EX-16.1 2 novt-ex16_1.htm EX-16.1 EX-16.1

img86413067_0.jpg 

Exhibit 16.1

 

 

 

 

March 15, 2024

Securities and Exchange Commission

100 F Street, N.E.

Washington, DC 20549

 

Commissioners:

 

We have read the statements made by Novanta, Inc. (copy attached), which we understand will be filed with the Securities and Exchange Commission, pursuant to Item 4.01 of Form 8-K of Novanta, Inc. dated March 13, 2024. We agree with the statements concerning our Firm contained therein.

 

 

Very truly yours,

 

 

 

/s/ PricewaterhouseCoopers LLP

Boston, Massachusetts

 

 

 

PricewaterhouseCoopers LLP, 101 Seaport Boulevard, Boston, Massachusetts 02210

T: (617) 530 5000, www.pwc.com/us


img86413067_1.jpg 

Attachment

 

Item 4.01 Changes in Registrant’s Certifying Accountant.

(a) The Audit Committee of the Board of Directors (the “Board”) of Novanta Inc. (the “Company”) has completed a competitive process to recommend the engagement of the Company’s independent registered public accounting firm for the year ending December 31, 2024. Multiple firms were invited to participate in this process, including PricewaterhouseCoopers LLP (“PwC”), which has served as the Company’s independent registered public accounting firm since 2013. As a result of this process, and in order to comply with the requirements of the Business Corporations Act (New Brunswick), on March 13, 2024, the Board, upon the recommendation of the Audit Committee, requested that PwC resign as the Company’s independent registered public accounting firm.

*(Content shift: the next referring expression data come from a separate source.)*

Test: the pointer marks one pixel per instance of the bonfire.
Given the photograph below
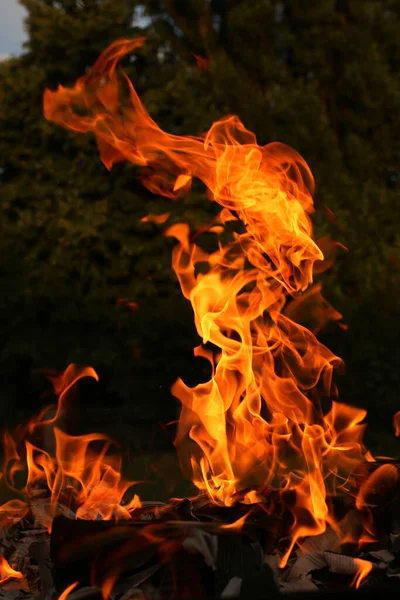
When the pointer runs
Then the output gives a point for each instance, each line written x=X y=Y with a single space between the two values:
x=289 y=498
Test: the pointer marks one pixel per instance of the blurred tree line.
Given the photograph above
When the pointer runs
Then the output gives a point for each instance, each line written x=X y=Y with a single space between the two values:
x=319 y=76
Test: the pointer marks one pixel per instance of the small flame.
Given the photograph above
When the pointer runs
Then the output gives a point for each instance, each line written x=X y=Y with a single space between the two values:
x=67 y=591
x=364 y=568
x=7 y=572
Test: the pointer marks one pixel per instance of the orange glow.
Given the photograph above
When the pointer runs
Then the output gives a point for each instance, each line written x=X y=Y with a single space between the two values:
x=7 y=572
x=67 y=591
x=93 y=477
x=364 y=568
x=396 y=422
x=258 y=422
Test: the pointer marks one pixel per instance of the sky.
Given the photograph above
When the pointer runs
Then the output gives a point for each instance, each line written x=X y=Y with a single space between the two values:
x=12 y=33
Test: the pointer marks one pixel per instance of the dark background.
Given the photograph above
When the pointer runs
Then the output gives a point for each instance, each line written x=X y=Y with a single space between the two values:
x=319 y=76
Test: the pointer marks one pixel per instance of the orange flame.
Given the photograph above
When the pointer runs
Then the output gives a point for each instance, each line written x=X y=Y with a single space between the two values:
x=67 y=591
x=93 y=477
x=364 y=568
x=259 y=421
x=396 y=423
x=7 y=572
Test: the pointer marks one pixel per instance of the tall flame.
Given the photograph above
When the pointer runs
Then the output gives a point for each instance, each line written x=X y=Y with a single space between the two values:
x=258 y=422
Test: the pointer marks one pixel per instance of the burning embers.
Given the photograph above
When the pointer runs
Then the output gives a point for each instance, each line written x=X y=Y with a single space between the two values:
x=255 y=435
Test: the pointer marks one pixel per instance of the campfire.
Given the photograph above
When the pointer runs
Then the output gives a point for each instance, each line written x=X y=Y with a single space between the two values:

Effective as of March 14, 2024, the Board approved the engagement of Deloitte & Touche LLP (“Deloitte”) as the Company’s independent registered public accounting firm.

PwC’s reports on the Company’s consolidated financial statements as of and for the fiscal years ended December 31, 2023 and December 31, 2022 did not contain an adverse opinion or a disclaimer of opinion and were not qualified or modified as to uncertainty, audit scope or accounting principles.

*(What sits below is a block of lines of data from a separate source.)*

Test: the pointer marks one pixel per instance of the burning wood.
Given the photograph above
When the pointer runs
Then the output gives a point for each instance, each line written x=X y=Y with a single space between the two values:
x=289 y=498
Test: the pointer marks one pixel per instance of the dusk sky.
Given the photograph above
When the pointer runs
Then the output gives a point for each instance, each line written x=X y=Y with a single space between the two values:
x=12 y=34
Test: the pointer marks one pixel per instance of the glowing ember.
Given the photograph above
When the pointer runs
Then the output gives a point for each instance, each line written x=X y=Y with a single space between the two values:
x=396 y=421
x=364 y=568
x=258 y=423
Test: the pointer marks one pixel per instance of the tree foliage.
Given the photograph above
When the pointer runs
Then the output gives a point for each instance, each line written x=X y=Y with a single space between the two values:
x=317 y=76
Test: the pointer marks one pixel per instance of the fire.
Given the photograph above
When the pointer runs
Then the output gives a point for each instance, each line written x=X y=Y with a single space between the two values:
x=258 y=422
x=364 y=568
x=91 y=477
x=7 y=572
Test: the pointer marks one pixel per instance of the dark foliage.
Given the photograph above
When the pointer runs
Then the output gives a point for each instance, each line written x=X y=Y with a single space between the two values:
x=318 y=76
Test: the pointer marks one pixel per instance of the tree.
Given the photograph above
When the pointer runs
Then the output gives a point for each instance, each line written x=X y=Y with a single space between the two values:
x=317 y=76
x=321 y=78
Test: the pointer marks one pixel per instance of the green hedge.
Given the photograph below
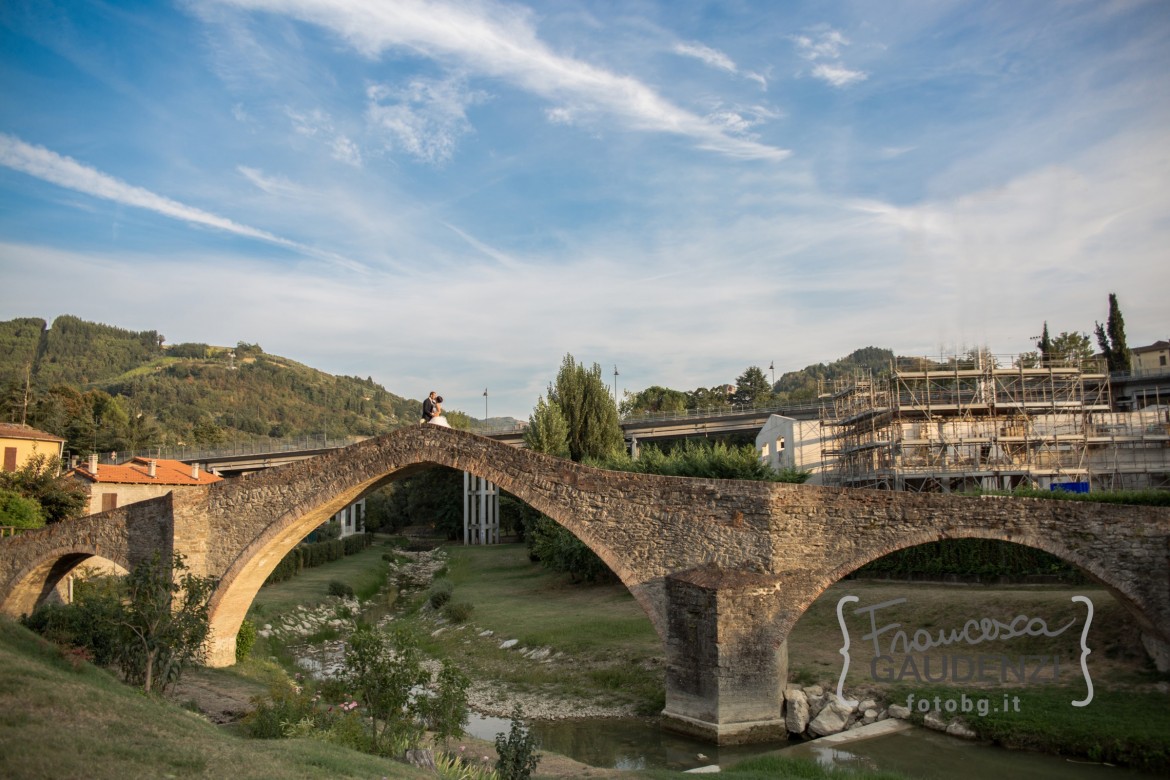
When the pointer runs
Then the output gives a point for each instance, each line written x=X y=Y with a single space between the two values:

During the fiscal years ended December 31, 2023 and December 31, 2022, and the subsequent interim period through March 13, 2024, there were no “disagreements” (as that term is defined in Item 304(a)(1)(iv) of Regulation S-K and related instructions) between the Company and PwC on any matter of accounting principles or practices, financial statement disclosure, or auditing scope or procedure, any of which that, if not resolved to the satisfaction of PwC, would have caused PwC to make reference to the subject matter of the disagreement in their reports on the financial statements for such years.

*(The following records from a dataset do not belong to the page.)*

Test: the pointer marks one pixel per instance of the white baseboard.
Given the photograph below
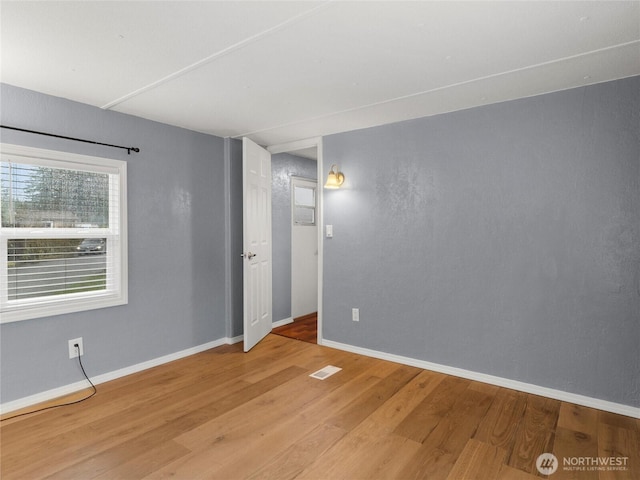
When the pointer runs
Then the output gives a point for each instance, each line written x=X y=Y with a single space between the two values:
x=605 y=405
x=105 y=377
x=232 y=340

During the fiscal years ended December 31, 2023 and December 31, 2022, and the subsequent interim period through March 13, 2024, there were no “reportable events” (as that term is defined in Item 304(a)(1)(v) of Regulation S-K).

The Company provided PwC with a copy of the disclosures it is making in this Current Report on Form 8-K. The Company requested that PwC furnish a letter addressed to the Securities and Exchange Commission stating whether or not it agrees with the statements made herein. A copy of PwC’s letter dated March 15, 2024, is attached as Exhibit 16.1 hereto.

(b) During the fiscal years ended December 31, 2023 and December 31, 2022, and the subsequent interim period through March 14, 2024, neither the Company nor anyone acting on its behalf has consulted with Deloitte with respect to (i) the application of accounting principles to a specified transaction, either completed or proposed, or the type of audit opinion that might be rendered on the Company’s consolidated financial statements, and neither a written report nor oral advice was provided to the Company that Deloitte concluded was an important factor considered by the Company in reaching a decision as to any accounting, auditing, or financial reporting issue or (ii) any matter that was either the subject of a “disagreement” or “reportable event” (as those terms are defined in Item 304(a)(1) of Regulation S-K).